Фешка на всякий случай подождала ещё немного, но Настя так не повернулась к ней.

– Ну, как знаешь! - разочарованно протянула Фешка, вставая. Виртуозно задуманная пакость трещала по швам. На всякий случай Фешка уже с порога заявила: - Ты, золотая, раз такая гордая, скоро без мужа останешься! Найдётся на кобеля сучка, не беспокойся, найдётся! А ты сиди, дожидайся невесть чего!

Тьфу, каким местом вас только в городе думать учат!

– Он мужик. Ему надо. - сухо, по-прежнему не оглядываясь, сказала Настя. – Ты что, милая, сама не цыганка, не понимаешь? Буду я ещё по пустякам ноги бить… Фешка застыла на пороге с разинутым ртом. Затем, пожав плечами, пробормотала: "Ну, как знаешь, золотая, как лучше тебе…" и выскользнула за порог.

Настя подождала, пока за Фешкой закроется дверь, вытерла обширную лужу, натекшую с её валенок, оделась, накинула на голову шаль и вышла из дома.

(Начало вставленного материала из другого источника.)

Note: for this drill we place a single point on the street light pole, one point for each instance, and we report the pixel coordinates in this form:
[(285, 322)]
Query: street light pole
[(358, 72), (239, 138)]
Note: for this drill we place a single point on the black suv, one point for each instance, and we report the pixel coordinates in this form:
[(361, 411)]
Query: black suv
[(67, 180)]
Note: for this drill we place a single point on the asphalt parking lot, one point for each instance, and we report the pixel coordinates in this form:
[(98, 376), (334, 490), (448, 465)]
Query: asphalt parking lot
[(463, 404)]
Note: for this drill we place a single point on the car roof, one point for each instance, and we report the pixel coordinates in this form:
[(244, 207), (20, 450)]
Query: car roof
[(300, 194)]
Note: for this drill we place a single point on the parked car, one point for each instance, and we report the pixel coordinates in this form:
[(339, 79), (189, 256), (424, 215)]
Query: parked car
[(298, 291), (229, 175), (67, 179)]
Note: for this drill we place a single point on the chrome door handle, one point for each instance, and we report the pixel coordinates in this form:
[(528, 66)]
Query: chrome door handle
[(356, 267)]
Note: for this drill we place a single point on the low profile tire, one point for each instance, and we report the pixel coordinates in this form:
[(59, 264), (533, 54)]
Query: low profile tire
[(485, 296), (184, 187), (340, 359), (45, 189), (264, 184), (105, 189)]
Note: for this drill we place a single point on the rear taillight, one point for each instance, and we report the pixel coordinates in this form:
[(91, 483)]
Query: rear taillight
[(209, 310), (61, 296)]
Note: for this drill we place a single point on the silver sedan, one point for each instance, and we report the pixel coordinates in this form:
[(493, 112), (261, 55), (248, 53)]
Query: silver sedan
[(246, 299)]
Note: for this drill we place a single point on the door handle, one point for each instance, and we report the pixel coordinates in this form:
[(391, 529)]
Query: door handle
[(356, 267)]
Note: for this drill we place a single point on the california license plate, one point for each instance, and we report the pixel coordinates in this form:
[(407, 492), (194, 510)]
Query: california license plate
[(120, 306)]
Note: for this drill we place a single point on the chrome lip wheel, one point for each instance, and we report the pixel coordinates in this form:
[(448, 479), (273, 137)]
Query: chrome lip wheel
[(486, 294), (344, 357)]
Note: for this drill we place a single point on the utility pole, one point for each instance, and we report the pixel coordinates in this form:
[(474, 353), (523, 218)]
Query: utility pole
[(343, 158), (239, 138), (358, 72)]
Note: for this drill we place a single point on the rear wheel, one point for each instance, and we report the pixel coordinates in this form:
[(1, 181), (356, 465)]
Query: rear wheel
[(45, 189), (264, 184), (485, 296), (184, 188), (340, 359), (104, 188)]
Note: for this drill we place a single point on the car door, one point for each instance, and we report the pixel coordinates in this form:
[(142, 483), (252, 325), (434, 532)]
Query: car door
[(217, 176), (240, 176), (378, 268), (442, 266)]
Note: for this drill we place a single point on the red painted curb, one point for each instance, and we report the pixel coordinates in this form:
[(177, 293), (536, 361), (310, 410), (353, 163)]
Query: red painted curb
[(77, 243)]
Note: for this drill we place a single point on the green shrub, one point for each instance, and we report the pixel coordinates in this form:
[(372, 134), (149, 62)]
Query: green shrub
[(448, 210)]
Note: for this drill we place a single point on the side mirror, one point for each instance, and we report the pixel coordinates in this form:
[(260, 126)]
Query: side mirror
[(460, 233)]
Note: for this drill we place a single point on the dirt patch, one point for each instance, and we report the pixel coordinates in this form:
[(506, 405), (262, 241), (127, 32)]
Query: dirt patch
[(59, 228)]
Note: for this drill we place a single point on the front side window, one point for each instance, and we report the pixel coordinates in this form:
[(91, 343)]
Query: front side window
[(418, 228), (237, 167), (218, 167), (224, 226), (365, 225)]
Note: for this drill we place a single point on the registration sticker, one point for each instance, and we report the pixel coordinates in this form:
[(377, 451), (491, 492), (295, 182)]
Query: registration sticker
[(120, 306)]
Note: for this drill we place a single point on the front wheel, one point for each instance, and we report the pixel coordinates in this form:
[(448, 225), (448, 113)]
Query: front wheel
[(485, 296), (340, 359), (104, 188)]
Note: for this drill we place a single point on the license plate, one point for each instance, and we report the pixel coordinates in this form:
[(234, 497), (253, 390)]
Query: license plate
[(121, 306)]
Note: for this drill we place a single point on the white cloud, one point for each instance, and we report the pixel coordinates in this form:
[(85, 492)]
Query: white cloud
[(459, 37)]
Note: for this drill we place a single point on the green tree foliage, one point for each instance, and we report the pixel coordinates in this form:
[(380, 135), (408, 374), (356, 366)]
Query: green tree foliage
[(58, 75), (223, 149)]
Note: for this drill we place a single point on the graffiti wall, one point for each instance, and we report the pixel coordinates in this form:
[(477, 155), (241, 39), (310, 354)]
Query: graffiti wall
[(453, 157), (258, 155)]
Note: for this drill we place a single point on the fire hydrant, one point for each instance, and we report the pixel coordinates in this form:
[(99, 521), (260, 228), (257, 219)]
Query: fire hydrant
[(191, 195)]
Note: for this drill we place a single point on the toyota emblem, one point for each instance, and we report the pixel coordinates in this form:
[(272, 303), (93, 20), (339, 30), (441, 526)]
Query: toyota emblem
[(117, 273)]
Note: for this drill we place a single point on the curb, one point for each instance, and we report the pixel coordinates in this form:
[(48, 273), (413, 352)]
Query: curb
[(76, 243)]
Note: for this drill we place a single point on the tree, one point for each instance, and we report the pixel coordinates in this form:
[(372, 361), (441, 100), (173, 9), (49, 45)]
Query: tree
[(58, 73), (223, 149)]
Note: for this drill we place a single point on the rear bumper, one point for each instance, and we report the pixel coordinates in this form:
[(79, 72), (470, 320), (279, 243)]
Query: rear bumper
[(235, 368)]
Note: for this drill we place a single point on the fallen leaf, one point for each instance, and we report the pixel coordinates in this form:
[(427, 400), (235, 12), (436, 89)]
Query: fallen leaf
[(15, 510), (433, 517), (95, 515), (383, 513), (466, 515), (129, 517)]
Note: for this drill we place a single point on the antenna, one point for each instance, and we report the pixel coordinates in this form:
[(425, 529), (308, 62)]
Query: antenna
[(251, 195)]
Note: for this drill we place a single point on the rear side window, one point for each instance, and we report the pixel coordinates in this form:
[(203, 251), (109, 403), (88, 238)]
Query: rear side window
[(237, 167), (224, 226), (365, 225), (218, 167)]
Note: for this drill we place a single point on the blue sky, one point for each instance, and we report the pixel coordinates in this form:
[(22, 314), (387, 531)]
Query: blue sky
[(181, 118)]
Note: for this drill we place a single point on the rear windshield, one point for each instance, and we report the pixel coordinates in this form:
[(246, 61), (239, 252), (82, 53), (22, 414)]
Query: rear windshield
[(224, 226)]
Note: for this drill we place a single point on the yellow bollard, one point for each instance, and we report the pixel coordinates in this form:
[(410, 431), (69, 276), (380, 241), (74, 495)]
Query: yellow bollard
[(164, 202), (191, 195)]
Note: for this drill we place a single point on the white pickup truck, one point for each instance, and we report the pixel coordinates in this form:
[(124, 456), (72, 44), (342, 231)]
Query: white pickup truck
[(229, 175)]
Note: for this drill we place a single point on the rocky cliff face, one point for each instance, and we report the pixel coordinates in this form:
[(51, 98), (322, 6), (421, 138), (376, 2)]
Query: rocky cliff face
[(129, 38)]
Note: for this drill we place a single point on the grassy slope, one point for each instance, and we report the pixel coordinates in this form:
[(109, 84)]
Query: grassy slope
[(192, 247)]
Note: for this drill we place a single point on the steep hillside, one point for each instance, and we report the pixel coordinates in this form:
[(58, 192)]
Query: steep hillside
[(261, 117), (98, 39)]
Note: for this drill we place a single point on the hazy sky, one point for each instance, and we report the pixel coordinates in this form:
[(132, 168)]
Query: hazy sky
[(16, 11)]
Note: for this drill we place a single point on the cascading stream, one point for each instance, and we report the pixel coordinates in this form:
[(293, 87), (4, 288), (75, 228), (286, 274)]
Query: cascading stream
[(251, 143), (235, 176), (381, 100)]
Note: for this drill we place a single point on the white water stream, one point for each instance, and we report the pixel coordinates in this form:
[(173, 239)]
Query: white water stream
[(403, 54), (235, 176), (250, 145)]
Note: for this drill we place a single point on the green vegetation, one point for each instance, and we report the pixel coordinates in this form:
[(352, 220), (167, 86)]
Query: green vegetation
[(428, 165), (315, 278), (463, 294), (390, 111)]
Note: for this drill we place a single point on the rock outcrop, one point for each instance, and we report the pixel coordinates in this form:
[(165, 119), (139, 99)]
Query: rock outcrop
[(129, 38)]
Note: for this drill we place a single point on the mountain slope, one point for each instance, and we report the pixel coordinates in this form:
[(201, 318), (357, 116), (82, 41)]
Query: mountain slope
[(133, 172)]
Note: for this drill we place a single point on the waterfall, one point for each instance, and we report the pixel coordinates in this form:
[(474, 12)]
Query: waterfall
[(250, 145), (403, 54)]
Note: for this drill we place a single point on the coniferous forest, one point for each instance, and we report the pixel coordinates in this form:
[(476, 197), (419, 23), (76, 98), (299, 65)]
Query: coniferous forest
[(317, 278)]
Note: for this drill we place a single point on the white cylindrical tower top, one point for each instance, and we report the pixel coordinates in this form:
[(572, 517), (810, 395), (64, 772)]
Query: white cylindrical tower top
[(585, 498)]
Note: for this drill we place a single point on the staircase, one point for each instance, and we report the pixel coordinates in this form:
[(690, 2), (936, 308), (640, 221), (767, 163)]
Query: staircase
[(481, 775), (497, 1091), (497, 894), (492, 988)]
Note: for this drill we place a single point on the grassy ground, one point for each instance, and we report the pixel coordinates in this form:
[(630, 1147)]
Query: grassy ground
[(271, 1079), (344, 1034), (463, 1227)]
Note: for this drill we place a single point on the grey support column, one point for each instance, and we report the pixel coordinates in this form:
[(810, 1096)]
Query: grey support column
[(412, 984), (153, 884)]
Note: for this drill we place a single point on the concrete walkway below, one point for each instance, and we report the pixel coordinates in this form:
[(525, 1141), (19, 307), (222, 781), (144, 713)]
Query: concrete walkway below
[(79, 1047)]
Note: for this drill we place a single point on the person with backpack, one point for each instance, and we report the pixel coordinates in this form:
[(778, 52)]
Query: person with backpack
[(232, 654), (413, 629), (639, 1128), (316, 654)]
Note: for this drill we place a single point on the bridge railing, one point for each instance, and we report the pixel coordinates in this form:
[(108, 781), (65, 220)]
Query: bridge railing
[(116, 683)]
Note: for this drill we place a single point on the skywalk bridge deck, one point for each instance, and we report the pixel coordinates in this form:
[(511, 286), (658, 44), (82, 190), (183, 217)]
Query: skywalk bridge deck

Она ушла за церковь, за кладбище, на глухую окраину, где уже начиналась голая заснеженная степь, и там бродила до самых сумерек по протоптанной вдоль кладбища тропинке. Снег то припускал сильнее, то переставал, низкое холодное небо нависло над городом и полем, с кладбища хрипло орали вороны, в церкви отзвонили к вечерней, сумерки стали густыми, тёмными… Настя, промёрзшая так, что не гнулись пальцы и ноги не чувствовались в валенках, всё надеялась: вот-вот она заплачет, сразу станет легче, и тогда можно будет возвращаться домой. Но слёз не было, хоть убей. Только ныло сердце, да стоял в горле горький, мешающий дышать комок.

За спиной послышались шаги. Настя обернулась. К ней, пыхтя и кутаясь в пуховой платок, неторопливо приближалась старая Стеха.

– Тьфу, собачья погода! - объявила она, поравнявшись с Настей и доставая из-за пазухи трубку. - Ещё и табак кончается! У тебя нету?

– Нет…

Стеха сердито крякнула, спрятала трубку, поправила сползающий платок.

Глядя на Настю сощуренными глазами, спросила:

– И долго ты тут прогуливаться собираешься, девочка? На дворе не лето, гляди - сама застудишься и дитё заморозишь.

– Откуда ты знаешь? - с испугом спросила Настя, невольно закрывая ладонью живот.